The third response in our symposium on Radhika Mongia’s Indian Migration and Empire: A Colonial Genealogy of the Modern State is by Sanjay Seth, who is Professor of Politics at Goldsmiths, University of London. He is the author of Marxist Theory and Nationalist Politics: The Case of Colonial India (Sage, 1995), Subject Lessons: The Western Education of Colonial India (Duke University Press, 2007 and Oxford University Press, 2008) and, most recently, Beyond Reason: Postcolonial Theory and the Social Sciences (Oxford University Press, 2020).


Radhika’s Indian Migration and Empire is subtitled ‘A Colonial Genealogy of the Modern State’, and part of the book’s argument is that while it is assumed that control of migration ‘is a defining, definitive, unchanging, and unchangeable element of (state) sovereignty’ (p. 7), in fact control of migration within the British empire occurred late and helped to produce state sovereignty. In making this argument Radhika traces how, in the wake of the abolition of slavery in 1834, the British empire played an active role in facilitating the movement of its Indian citizens into its ex-slave plantation colonies as much needed indentured labour, and developed elaborate governmental machinery to do so; by contrast, the movement of peoples other than indentured labourers within the British empire was largely unregulated and not constrained. It was in fact the white dominions of the empire that sought to restrict and regulate the entry of non-white imperial subjects, finally achieving their aim following the Komagata Maru incident in 1914. It was only after this that the freedom of British subjects to move from one part of the empire to another was abandoned, and a passport system allowing race-based restriction was introduced.

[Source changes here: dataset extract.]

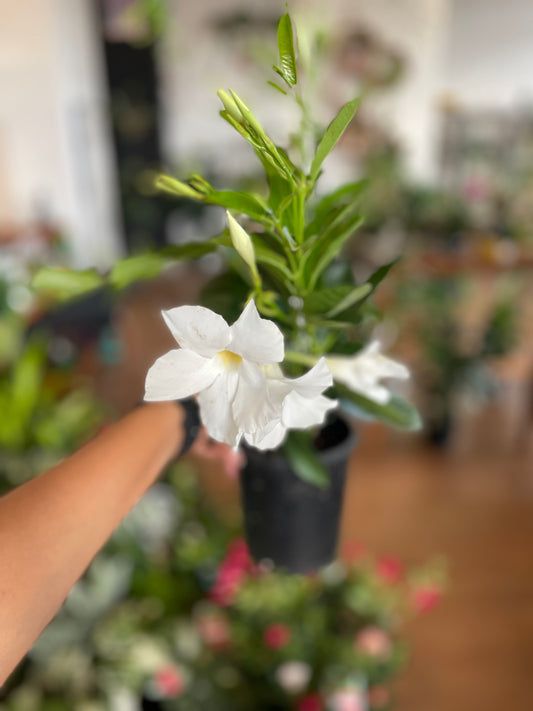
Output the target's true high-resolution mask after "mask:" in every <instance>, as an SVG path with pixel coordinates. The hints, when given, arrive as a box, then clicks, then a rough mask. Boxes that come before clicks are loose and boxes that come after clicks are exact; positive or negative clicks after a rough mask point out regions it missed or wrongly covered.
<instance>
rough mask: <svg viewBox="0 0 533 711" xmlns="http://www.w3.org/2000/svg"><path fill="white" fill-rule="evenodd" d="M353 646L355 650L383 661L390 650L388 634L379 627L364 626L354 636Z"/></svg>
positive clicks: (390, 646) (389, 637)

Mongia concludes, ‘control over mobility does not occur after the formation of the nation-state … the very development of the nation-state occurred, in part, to control mobility across the axis of the nation/race’ (p. 139, emphasis in original). The modern sovereign state thus has a colonial and imperial genealogy.

komagata maru

This book is a distinguished addition to a growing literature that requires us to recognise that the conventional picture of the sovereign state as the foundation of certain practices has things the wrong way around. Another recent example is Tarak Barkawi’s Soldiers of Empire (2017), which similarly challenges the assumption that modern wars between states have been fought by the armies of these states, such that we may assume a ‘sovereign territorial package of state, army, and society’. In fact, this has been the exception rather than the rule. The armies that fought in most of the colonial campaigns of the coloniser countries, and in the world wars, were imperial armies, most notably in the cases of France and Britain. The British Indian army numbered some one million men during World War I, and 10% of the soldiers who fought for the British Empire in this war were in the British Indian army; in World War II the Indian army comprised more than two million members and operated across three continents. The nation-state army is in significant measure an outcome of World War II, rather than the basis of it and the mode in which it was fought; it was only well after that war that national armies and sovereign states became isomorphous, and thus, as Barkawi colourfully expresses it, this war ‘consumed one world order and spat out another’.

Although her book crosses many disciplinary boundaries, Radhika writes, I think, above all as a historian (as do I, though interestingly, we are respectively in departments of sociology and politics), and part of the strength of the book is the varied and dispersed archive upon which it is able to draw. But the import of her argument, as she recognises and seeks to develop it, applies to all disciplines and forms of intellectual activity which take the sovereign, territorial state as a given – that is to say, almost all social science and humanities disciplines.